そうして私は行動に移そうとしたとその時、
「ーーーーーー話は聞かせてもらいましたよ」
執務室の入り口から声が聞こえてきて、見てみると全身黒尽くめのコートを着た不敵に微笑むカグラがいた。
「……………カグラ、お前隠さなくなってきたの」
「………?なんの事でしょうか?私は依頼の都市の地盤調査の結果を伝えに来ただけですよ」
「そのついでに少年たちの観察をしておったじゃろ」
「なにを当たり前のことを言っているのですか?当然じゃないですか」
カグラは面倒見が良く、私たちのお姉さん的な常識人ではあるが、リアルな職業は同人作家でありショタコンである。出版しているイラスト集や漫画はほとんど歳半端いかない少年で満たされており、ちょっとあれな本も描いている。

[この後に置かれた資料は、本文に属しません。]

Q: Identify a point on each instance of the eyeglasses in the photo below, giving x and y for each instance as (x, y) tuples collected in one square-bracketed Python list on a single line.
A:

物陰から少年たちを鼻息荒く見つめてノールックで少年の半裸絵を描いている光景は変態そのものである
バルザックがロリコンならばカグラはショタコンである。
「それでその龍脈の合流地点にある国を潰せば良いのですか?でしたら私が行きましょう。何故なら暇ですから」
とやけにやる気を出しているカグラ。
「暇だからと言ってなぁ………。本当の狙いはなんなんじゃ?」
「…………そりゃあ、ちゃんと2人を祝いたいからですよ。向こうでは色々バタバタしててようやく落ち着いた時にルナティアがこちらに連れてかれてしまったじゃないですか。だから、ちゃんとした場所を確保する為に私は動きます」
「………………カグラ」
「それに新しい同人誌のネタにもなりますからね」
「そっちが本音じゃろ。……………まぁ、ありがとうなカグラ」
私はカグラの言葉に嬉しくなった。
「それでは私はそこに向かいます。アリシアさん、こちらが地盤調査の結果でこちらが例のブツです。例のブツを開ける際は出来るだけ1人でお願いしますね」
カグラはそう言って、書類の束と茶封筒をアリシアに手渡して執務室を出て行った。
「…………………アリシア」
「なんだルナティア」
「その茶封筒はなんじゃ」
「…………………………………………………本だが?」
私が茶封筒について聞くとアリシアは長い間の後にそう答えた。
私はそこからなにも聞かなかった。